I fought to stay rational in my anger, but this bastard had come into my sanctuary and shot my dogs. My only companions. I wanted him dead.
“You gonna call the police?”
“After I kill you.”
“What? Wait. Why are you going to kill me?”
“Here’s why. My father told me, ‘Never be afraid to kill someone. It may save your life someday. Or someone else’s.’ We were sitting in metal chairs at a small metal table. All bolted to the floor. They weren’t going anywhere, and neither was my dad. He spoke from experience. He hadn’t been afraid to kill someone. Not a home invader, a car hijacker or someone attacking mom. It was a judge. A judge he knew was going to sentence his nephew to prison. A nephew who had harmed people but who was broken himself. Someone who would deteriorate in prison. Someone who need help not punishment.” I sat on the couch.
“What’s this have to do with me?”
“Shut up. There were three judges in our county. Two men and a woman. The woman and one of the men were from the sort of small town we lived in. These two judges were known. They had children in our schools. We knew where they lived. We trusted them. They knew the law, but also that they knew us. Their decisions were accepted. Sometimes criticized but always in the end accepted.
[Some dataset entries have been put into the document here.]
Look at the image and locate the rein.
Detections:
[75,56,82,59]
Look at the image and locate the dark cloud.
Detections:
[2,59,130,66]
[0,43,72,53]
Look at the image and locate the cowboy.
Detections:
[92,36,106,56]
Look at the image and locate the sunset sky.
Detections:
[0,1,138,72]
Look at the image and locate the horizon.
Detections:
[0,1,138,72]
“The third judge we hated. He wasn’t from a small town, and he’d only been in ours eight or nine years. He never mingled. We didn’t know him. The one thing we did know was that he didn’t want to be here, didn’t want to be with us. It came out every time he sentenced one of us to jail or community service or probation. He took away our driver’s licenses, our gun permits, our property, and sent any one of us, man, woman or even child to one institution or another for as long as the law would allow. He was a real jerk and needed to be stopped.
“When my father found out the honorable Terrance R. Radcliff was going to be the one to sentence my cousin Danny, Dad had climbed into the attic and brought down this nine-millimeter pistol with its eleven-shot clip. After supper he drove over to the Radcliff residence and shot the judge as he finished mowing his lawn. A warm July evening. Didn’t tell him why. Didn’t give the judge a chance to discuss the case. I doubt Terrance R. Radcliff fully processed the reality of my father, a man twenty years his senior, walking straight across his newly mowed with a pistol in his right hand.
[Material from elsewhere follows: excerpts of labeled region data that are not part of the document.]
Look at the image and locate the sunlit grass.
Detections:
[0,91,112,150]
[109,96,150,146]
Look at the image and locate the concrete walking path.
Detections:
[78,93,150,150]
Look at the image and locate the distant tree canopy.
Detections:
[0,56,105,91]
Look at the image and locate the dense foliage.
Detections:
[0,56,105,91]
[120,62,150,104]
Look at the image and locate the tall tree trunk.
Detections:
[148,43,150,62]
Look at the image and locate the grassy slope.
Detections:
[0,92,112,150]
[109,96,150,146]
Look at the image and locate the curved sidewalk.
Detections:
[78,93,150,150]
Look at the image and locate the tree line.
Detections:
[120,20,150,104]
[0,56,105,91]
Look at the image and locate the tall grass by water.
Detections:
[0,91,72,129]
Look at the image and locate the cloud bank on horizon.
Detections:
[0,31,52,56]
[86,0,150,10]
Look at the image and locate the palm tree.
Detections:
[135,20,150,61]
“He did stop mowing though. Mrs. Radcliff testified she heard the mower stop just before she heard the gunshots. Five or six. She couldn’t be sure. She came to the door and screamed and ran to her husband, prone on his back, eyes open but unseeing the darkening sky.
“In the meantime, my father walked into their house, called the police, and went and sat in his car until they came. Sometimes it makes perfect sense to kill someone who’s a jerk.”
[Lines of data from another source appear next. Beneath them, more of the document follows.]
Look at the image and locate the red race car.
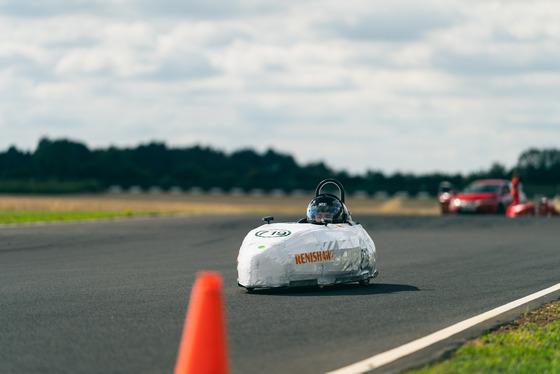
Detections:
[449,179,526,214]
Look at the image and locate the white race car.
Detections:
[237,179,378,291]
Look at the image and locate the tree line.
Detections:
[0,138,560,195]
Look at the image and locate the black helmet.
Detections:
[307,194,346,223]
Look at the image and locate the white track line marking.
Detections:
[327,283,560,374]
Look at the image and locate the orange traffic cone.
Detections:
[175,271,229,374]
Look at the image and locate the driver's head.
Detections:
[307,195,344,223]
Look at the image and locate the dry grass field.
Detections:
[0,193,439,215]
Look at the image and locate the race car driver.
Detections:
[307,194,346,223]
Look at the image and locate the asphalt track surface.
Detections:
[0,216,560,374]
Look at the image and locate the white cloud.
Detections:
[0,0,560,172]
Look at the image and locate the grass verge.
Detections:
[406,301,560,374]
[0,211,140,224]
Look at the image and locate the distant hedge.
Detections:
[0,138,560,195]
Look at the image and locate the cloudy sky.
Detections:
[0,0,560,174]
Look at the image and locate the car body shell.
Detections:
[506,197,560,218]
[237,222,377,290]
[449,179,526,214]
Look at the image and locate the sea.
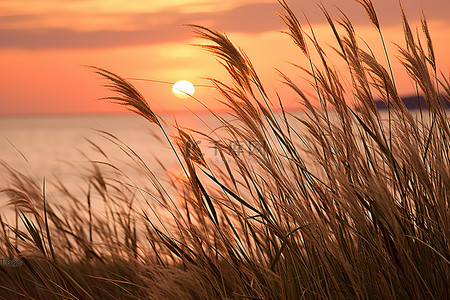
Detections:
[0,113,436,220]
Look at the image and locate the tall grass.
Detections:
[0,0,450,299]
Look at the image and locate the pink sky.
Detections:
[0,0,450,114]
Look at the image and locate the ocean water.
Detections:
[0,113,436,197]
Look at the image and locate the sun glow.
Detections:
[172,80,195,98]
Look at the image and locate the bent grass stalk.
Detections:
[0,0,450,299]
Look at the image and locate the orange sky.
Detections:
[0,0,450,114]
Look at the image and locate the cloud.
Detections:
[0,0,450,49]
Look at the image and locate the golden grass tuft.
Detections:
[0,0,450,299]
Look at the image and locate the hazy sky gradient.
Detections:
[0,0,450,114]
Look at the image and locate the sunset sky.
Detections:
[0,0,450,114]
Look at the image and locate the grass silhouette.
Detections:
[0,0,450,299]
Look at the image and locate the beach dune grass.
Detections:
[0,0,450,299]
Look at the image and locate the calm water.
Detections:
[0,110,436,195]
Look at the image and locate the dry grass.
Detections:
[0,1,450,299]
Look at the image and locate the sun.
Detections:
[172,80,195,98]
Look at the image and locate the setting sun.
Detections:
[172,80,195,98]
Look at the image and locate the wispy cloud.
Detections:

“It don’t make sense to kill me.”
“It didn’t make sense for you to kill my dogs.”
“They scared me. You should have them tied up.”
“See? You are a real jerk. Someone needs to stop you.”
“I don’t think it’s going to be you.”
“Why’s that?”
“’Cause if you were going to shoot me, you’d have done it by now.” He stood up from the rocker. “I’m leaving.”
He started across the living room. I looked at my dogs then back to him. The first shot hit him in the right calf. He stopped didn’t but go down.
“You’re a chickenshit.” He grinned then grimaced and started limping toward the door.
The second shot hit his left knee. He went down. “Ow! Damn you!” He grabbed the wound.
I walked over and looked down at him. “My father said, ‘Never be afraid to kill someone.’”
“No, wait.” He held up his hands. “I’m sorry. I—”
I pressed the gun to his forehead. “You are a very fortunate man. You are fortunate because I was a fortunate child.”
“How— How is that?”
“I had a mother too. She told me not to be a jerk.” I straightened up. “I’m going to call the police. You move, and we go back to my dad’s wisdom, understood?”
He nodded once.
“Happy Mother’s Day.”
Don Niederfrank is a retired clergy person living in Wisconsin and delighting in the companionship of his wife, the wit of his friends, the forgiveness of his children, and often commutes to Chicago to enjoy the growth of his grandchildren. He is usually a very grateful and happy person. His writing credits include a short story “A Problem with Numbers” in Ariel Chart; flash fiction “Rug” in Open: Journal of Arts and Letters and “Transcendence” in Gay Flash Fiction; and a sonnet “Up Lights” in Prospectus. He can be reached at dniederfrank@gmail.com.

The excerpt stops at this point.